By mid-afternoon I’d left her to it, planning on catching up on some of my own to-do list, and I was upstairs changing my beautiful new duvet cover when I heard the knock. Even from that distance I could sense the urgency .
Dropping the bedding, I half ran, half tumbled down the stairs and raced into the kitchen, flinging open the door to find Joan, her tear-streaked face the colour of cold ashes.
‘Mum!’
Forgoing the seconds required to put on a pair of shoes, I sprinted across to New Cottage, praying that this was an emergency where speed could make a difference, rather than a tragedy where it was too late for swift action.
I found her on the bedroom floor.
For a heart-splintering moment, I thought she was dead.
Shoving aside the swirling horror, I knelt down in the mess of crumpled clothes and tried to remember the emergency first aid training I’d undertaken when Mum first fell ill.
Leaning in close to find out if she was breathing, I saw Joan appear at the bedroom door.
‘Have you called an ambulance?’
She gave her head a frantic shake.
‘Okay, that’s fine. But can you call 999 and ask for an ambulance while I check if Mum’s all right?’
Mum was clearly not all right. She was breathing, just, but when I rolled her into the recovery position it felt like manoeuvring a bag of sand. I couldn’t see anything to suggest she was injured, but while Joan squeaked her answers to the emergency operator, I didn’t feel a twitch or hear the tiniest murmur to give me hope that this was anything but deadly serious.
‘Come on, Leanne, stay with us,’ I muttered, leaning close as I wiped the hair off her clammy forehead and straightened her T-shirt, my fear ramping up as I felt the bones jutting through her scant flesh.
From what I had managed to take in of Joan’s conversation, Leanne had come home early from work because she’d not been well. I knew how bad she must have felt to abandon a shift.
The woman on the end of the phone asked Joan if her mum was on any medication.
‘Just headache tablets.’ Joan looked at me for reassurance. I scanned the room but found no evidence of anything but a life drowning in wretched chaos.
I’d been twenty-one, the first time I spent the night huddled in a plastic hospital chair, waiting to hear what had happened to my mother. Aunty Irene had sat beside me, holding my hand and passing me tissues and Steph had messaged me faithfully throughout those endless, anxious hours.
I now sat here with another girl waiting to be told whether her life was about to drastically change forever. Ramrod straight, as the clock on the wall crept its way towards morning, Joan sat in silence, her face a stoic mask.
She looked so much like her mother I could have cried – only resisting because I was supposed to be here supporting Joan, rather than falling apart.

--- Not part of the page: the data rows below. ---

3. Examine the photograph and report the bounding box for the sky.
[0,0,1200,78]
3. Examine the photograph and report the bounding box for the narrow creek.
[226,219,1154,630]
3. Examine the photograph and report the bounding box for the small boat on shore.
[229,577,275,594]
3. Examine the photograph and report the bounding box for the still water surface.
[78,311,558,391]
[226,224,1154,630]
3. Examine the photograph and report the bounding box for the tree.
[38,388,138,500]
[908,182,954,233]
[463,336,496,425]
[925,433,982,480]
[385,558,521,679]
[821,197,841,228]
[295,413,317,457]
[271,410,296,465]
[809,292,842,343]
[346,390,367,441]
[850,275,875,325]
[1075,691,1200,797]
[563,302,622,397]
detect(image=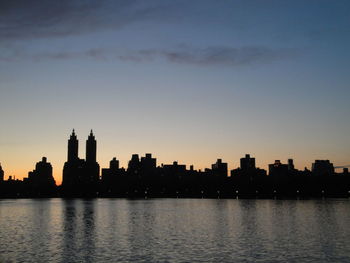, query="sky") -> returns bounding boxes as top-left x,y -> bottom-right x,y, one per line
0,0 -> 350,184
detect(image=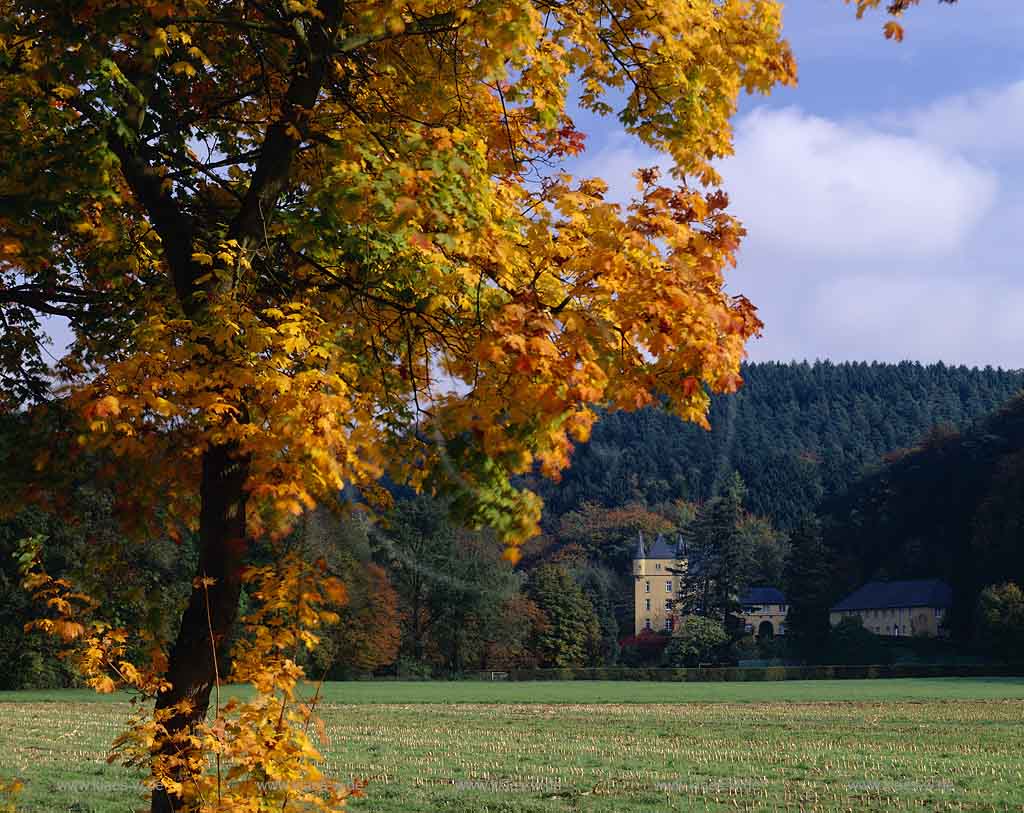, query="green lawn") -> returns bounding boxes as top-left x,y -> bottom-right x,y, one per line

The hospital staff had taken me to one side and asked if there was any other family we should call. Did I know what Leanne’s wishes might be regarding her daughter, should she need someone to take care of her? Was I aware of any ill health, any past issues that might be useful for the doctors to know about?
Every question was like another spike jamming between my ribs.
I was so tired, so worried that it was impossible to think, to consider what the right answer should be.
That’s not quite true – I knew one answer, without a shadow of a doubt. ‘I’m Joan’s childminder. I take care of her while Leanne’s at work. Most days after school and on Saturdays. There’s no one else, as far as I know, but I’ll look after her. I have a spare room, she knows me, she knows my house, her dog lives at my house. We even share a garden! You can’t send her to strangers; I know Leanne wouldn’t want that.’
My guts ripped inside out at the thought of Joan being anywhere but with me. When they started talking about social services, I called Steph, who listened to my garbled ramblings and told me to leave it with her, to go outside, take five deep breaths and then go back and sit with Joan.
The question about past issues or illnesses – where did I start?
‘I think she had an abusive partner, but she left him two, three years ago. She’s been unwell for a few weeks, with headaches and feeling sick and exhausted, but I don’t know any more than that.’
A while later, a doctor again took me to one side. ‘Are you aware of any history of drug use?’
My stomach took a nosedive. ‘She mentioned drugs, once, in reference to her ex-partner. She said she hasn’t drunk any alcohol since she left him.’
The clock ticked on. The shadows crept across the grey floor tiles. We sat in a semi-private waiting area, cocooned in the muffled background hum of a hospital: feet tapping along the corridors, the rustle of a nurse’s uniform, faint beeps and buzzes and hushed conversations. A sudden groan of agony.